This study has several limitations, which also suggest promising directions for future research. While our ML approach proved highly effective, simpler methods—such as expert-defined rules—could be explored for identifying specific outlier categories (e.g., multiple feet or upside-down feet). However, heuristic approaches tend to be less robust when handling highly abnormal foot shapes, as they may not adequately account for complex or anomalous data patterns⁵⁸. The SPM approach is computationally intensive due to registration and voxel-wise analyses (~ 0.5–1 s per image), whereas the ML approach enables fast inference (~ 5–10 ms per image on GPU), making it better suitable for potential real-time applications. Hyperparameter search for the ML model was performed manually, guided by validation performance.
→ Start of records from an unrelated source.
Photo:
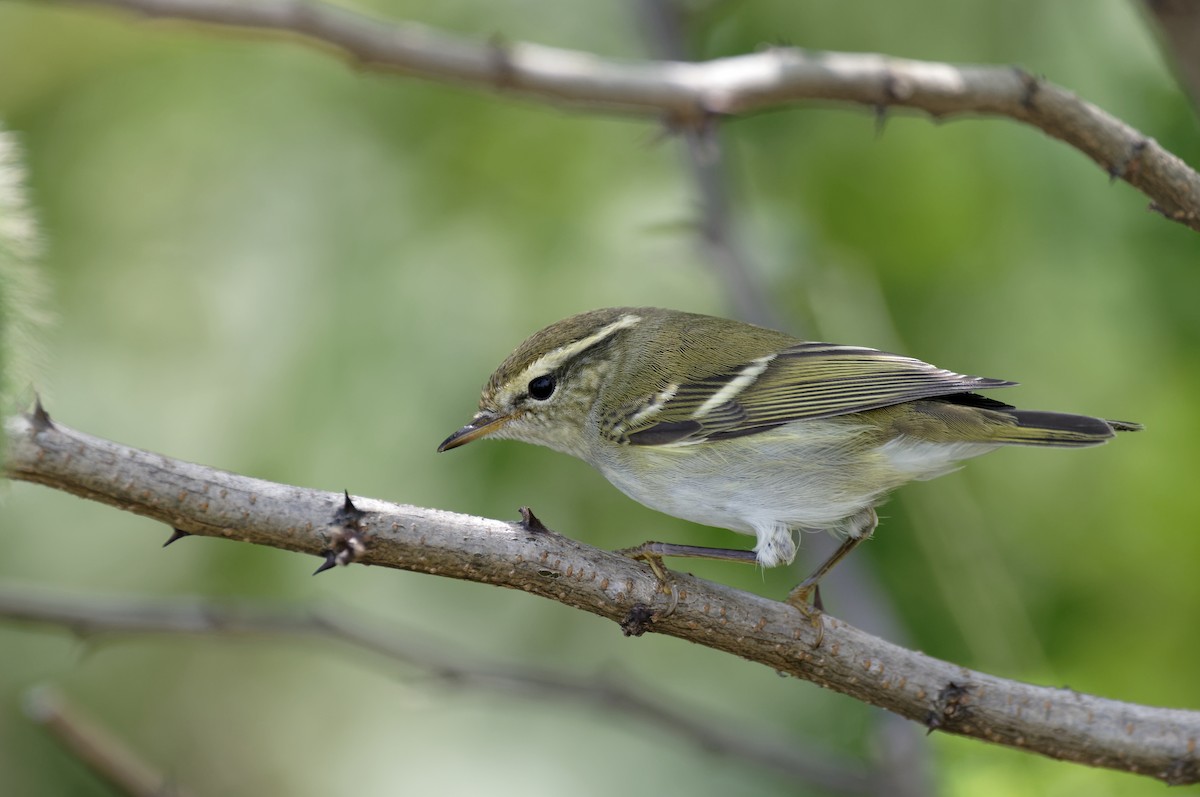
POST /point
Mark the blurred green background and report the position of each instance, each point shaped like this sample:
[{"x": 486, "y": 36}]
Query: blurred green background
[{"x": 270, "y": 262}]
While this approach yielded very good results on key metrics, it may limit the reproducibility and generalizability of the model, as more systematic optimization methods (e.g., automated search or ablation studies) could potentially uncover architectures that perform equally well or better. In the context of inference-statistics–based outlier detection, future work could investigate advanced biomechanical alignment techniques, such as deformable image registration⁵⁹. These approaches may better accommodate anatomical variability in pathological feet, improving registration quality and enhancing the robustness of SPM-based outlier detection. Moving beyond pixel-wise comparisons, aggregating plantar pressure values over anatomically or functionally meaningful regions (e.g., heel, metatarsal heads) could also provide more clinically meaningful and functional metrics for comparison with normative datasets⁶⁰. Our dataset included both real and artificially generated outlier samples. Although experts confirmed that the synthetic cases closely resembled realistic outliers, some residual bias cannot be ruled out. Future research could leverage generative AI to produce even more realistic artificial outliers, building on recent work demonstrating its capability to generate accurate biomechanical data and thus enhancing the utility of ML predictions in biomechanics^61,62,63,64.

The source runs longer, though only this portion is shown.